Michigan’s a win from the Big Ten East title after storming (literally) past IU

Was it stylish? No, but that doesn’t matter. Michigan’s a game away from winning the Big Ten East.

No. 3 Michigan took long enough to kick into gear against Indiana on Saturday, but the Wolverines did it eventually. They beat the Hoosiers, 20-10, in Ann Arbor, keeping control of the Big Ten East ahead of next Saturday’s game at Ohio State.

Michigan did it without starting quarterback Wilton Speight. His replacement, John O’Korn, wasn’t great, and Michigan appeared to be in some trouble well into the second half.

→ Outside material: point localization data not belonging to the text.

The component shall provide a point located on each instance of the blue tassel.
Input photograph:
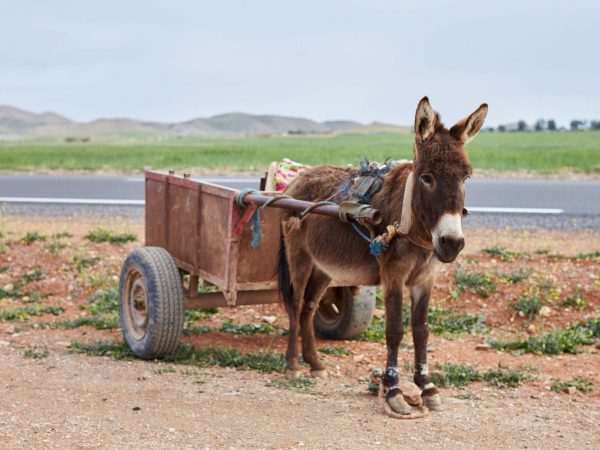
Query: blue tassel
(256, 231)
(376, 248)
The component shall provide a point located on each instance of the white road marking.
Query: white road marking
(114, 201)
(516, 210)
(80, 201)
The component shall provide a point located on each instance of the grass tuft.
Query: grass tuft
(580, 383)
(478, 282)
(23, 314)
(528, 306)
(29, 353)
(557, 341)
(335, 351)
(101, 235)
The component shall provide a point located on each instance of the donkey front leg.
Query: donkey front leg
(420, 295)
(317, 285)
(394, 331)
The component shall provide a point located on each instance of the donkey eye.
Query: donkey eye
(427, 179)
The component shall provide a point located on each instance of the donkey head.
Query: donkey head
(441, 168)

It took the Wolverines long enough to pull away. Indiana led at halftime, 7-3, and 10-6 with five minutes left in the third quarter. The game turned on two long De’Veon Smith touchdown runs in the final few minutes of the third quarter: one from 34 yards and another from 39. Indiana didn’t have an answer after that.

Smith’s first score, with an acrobatic finish:

It started to snow pretty hard by the end of the game. The people in Michigan are used to such conditions, and they made it work.

Winter football’s awesome. Blizzards are cool.

Someday, Indiana’s going to win a game like this.

It’s nothing remotely new for Indiana to put a scare into an elite team and then not win. Some examples from the last few years under coach Kevin Wilson:

In 2012, IU lost 52-49 to an eighth-ranked Ohio State.

In 2015, IU lost by a touchdown to No. 1 Ohio State, by eight to No. 9 Iowa, and again by a touchdown to No. 14 Michigan.

Just last week, the Hoosiers took top-10 Penn State to the wire and lost. (That made writing this post convenient, because I could just refer back to the same list of Indiana heartbreak without having to dig up old scores a second time.)

Now they’ve given Michigan a lot to handle, again. And now they’ve lost, again. Indiana and its fans deserve for one of these to finish happily. One year, one will. Probably.

For Michigan, it’s not pretty, but that’s not the point.

The Wolverines were coming off their only loss of the season, on a last-second field goal at Iowa a week ago. The absence of Speight, reportedly out for the year with a broken collarbone, was hard to miss. (Michigan hasn’t said anything official about his status, though he warmed up on the sideline at points.)

O’Korn wasn’t good in his stead. but 7-of-16 for 59 yards was good enough to beat Indiana in the snow. Can O’Korn beat Ohio State on the road next week, if need be? That’s a harder sell. The Buckeyes will feel confident.

Things look murkier for Michigan than they did a couple of weeks ago, undoubtedly. The Wolverines’ quarterback isn’t healthy, and they’ve traded blowouts for vulnerability. None of that suggests good things for the future. But they still find themselves in control of their own destiny, and that’s all anyone can reasonably ask.

If Michigan beats Ohio State next weekend, it’ll play in the Big Ten Championship Game. If it wins there, probably against Wisconsin, Michigan’s in the Playoff. It’s no more complicated than that, and for the Wolverines, that’s for the best.